The earliest reported case of an incarcerated hernia through a defect of the broad ligament of uterus was in 1861 by Quain, found at autopsy [8]. Two types of hernia of the broad ligament have been classified by Hunt [9]: the fenestra type that involves a complete fenestration through a defect in the broad ligament and the pouch type that involves hernia into the pouch from an anterior or posterior aperture. The defect in our case was of the fenestra type.
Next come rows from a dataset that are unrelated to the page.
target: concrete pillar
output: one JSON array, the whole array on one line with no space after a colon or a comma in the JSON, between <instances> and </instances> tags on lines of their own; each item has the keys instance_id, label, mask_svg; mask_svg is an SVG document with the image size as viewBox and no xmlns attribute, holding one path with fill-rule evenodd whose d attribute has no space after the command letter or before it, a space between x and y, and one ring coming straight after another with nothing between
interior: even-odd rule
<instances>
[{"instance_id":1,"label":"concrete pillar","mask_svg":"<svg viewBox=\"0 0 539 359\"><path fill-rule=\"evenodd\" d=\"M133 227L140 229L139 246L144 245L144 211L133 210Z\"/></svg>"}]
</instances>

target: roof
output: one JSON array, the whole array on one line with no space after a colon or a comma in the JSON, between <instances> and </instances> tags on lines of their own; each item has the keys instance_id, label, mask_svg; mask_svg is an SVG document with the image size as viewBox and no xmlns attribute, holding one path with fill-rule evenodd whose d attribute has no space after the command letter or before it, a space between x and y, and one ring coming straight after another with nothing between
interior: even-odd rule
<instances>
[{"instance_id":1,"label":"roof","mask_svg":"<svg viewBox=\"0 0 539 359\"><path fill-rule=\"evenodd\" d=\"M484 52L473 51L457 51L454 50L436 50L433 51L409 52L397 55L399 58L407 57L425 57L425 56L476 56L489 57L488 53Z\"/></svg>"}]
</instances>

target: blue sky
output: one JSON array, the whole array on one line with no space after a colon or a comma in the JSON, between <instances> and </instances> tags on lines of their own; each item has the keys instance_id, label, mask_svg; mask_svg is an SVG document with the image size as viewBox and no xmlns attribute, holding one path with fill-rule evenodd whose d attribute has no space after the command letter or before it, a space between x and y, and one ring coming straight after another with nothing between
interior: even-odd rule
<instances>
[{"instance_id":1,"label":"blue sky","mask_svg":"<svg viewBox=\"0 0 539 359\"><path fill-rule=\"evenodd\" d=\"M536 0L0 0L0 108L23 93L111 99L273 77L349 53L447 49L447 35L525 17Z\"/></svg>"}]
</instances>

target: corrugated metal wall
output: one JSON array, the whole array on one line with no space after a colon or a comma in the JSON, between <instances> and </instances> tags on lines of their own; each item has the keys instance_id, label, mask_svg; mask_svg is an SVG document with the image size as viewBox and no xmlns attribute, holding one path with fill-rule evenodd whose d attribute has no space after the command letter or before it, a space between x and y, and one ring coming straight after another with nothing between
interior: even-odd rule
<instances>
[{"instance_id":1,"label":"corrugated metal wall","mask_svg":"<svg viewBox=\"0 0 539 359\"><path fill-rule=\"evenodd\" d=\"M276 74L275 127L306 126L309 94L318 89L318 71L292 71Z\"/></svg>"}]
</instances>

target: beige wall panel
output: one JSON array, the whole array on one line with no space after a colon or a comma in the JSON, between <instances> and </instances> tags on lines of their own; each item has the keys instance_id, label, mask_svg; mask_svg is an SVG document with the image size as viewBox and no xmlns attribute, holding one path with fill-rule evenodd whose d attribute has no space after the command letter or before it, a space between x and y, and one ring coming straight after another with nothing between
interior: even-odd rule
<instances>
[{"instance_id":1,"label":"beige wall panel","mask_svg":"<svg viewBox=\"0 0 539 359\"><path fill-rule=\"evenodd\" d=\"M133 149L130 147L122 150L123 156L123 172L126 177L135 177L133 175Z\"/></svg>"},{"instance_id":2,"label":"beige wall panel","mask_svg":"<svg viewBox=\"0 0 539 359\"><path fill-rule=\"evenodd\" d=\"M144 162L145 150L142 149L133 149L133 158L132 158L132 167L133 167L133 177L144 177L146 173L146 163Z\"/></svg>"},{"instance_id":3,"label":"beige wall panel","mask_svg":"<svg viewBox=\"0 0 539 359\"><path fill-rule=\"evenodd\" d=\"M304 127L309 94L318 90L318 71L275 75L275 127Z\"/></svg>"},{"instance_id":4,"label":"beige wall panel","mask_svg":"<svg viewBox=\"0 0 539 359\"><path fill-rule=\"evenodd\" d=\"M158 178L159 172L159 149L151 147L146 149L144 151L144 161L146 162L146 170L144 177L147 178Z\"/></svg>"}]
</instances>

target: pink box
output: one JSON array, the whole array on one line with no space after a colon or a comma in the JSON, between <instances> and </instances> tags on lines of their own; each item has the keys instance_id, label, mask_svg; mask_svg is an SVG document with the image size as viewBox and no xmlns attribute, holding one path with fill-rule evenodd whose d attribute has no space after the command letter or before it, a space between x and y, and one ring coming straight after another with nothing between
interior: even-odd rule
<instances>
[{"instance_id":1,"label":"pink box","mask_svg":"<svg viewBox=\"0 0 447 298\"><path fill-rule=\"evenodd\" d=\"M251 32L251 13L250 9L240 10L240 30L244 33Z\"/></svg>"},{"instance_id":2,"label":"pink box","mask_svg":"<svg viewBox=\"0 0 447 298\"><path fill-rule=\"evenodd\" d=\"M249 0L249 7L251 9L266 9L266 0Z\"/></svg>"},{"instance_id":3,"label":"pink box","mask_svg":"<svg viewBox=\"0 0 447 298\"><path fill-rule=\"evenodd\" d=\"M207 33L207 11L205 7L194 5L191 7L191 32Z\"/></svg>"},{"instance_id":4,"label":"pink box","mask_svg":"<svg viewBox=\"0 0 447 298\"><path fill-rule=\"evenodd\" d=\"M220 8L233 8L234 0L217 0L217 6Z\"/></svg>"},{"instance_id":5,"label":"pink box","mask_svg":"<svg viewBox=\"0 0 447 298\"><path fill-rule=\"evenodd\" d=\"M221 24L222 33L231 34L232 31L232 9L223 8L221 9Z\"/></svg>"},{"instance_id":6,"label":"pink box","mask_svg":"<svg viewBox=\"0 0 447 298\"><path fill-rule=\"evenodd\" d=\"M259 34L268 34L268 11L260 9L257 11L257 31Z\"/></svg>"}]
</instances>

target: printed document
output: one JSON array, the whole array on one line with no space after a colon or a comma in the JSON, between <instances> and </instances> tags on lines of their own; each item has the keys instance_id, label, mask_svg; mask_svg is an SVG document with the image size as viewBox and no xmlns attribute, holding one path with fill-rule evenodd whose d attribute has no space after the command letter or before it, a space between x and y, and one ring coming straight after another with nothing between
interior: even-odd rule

Preoperative diagnosis of hernia of the broad ligament is quite difficult. The precise pathogenesis of a defect of the broad ligament remains unknown; its causes are considered to include surgery, pelvic inflammatory disease, delivery trauma, and congenital anomaly (Figure 2) [10]. Our case had neither any relevant medical history, thereby suggesting a congenital anomaly. In females, fusion of the paramesonephric ducts forms the broad ligament. The present case showed both incomplete fusion of the broad ligament and incomplete fixation of the ascending colon leading to mobile cecum. These anomalies might have resulted from some abnormalities in a similar embryonic period.

4. Conclusion

We emphasize that intestinal hernia through a defect of the broad ligament should be added to the list of differential diagnosis for female patients presenting with features suggestive of torsion ovarian cyst or acute abdomen without any prior history of laparotomy. Early diagnosis and surgical repair reduce morbidity and mortality from strangulation.

Conflict of Interests

There is no conflict of interests regarding the publication of this paper.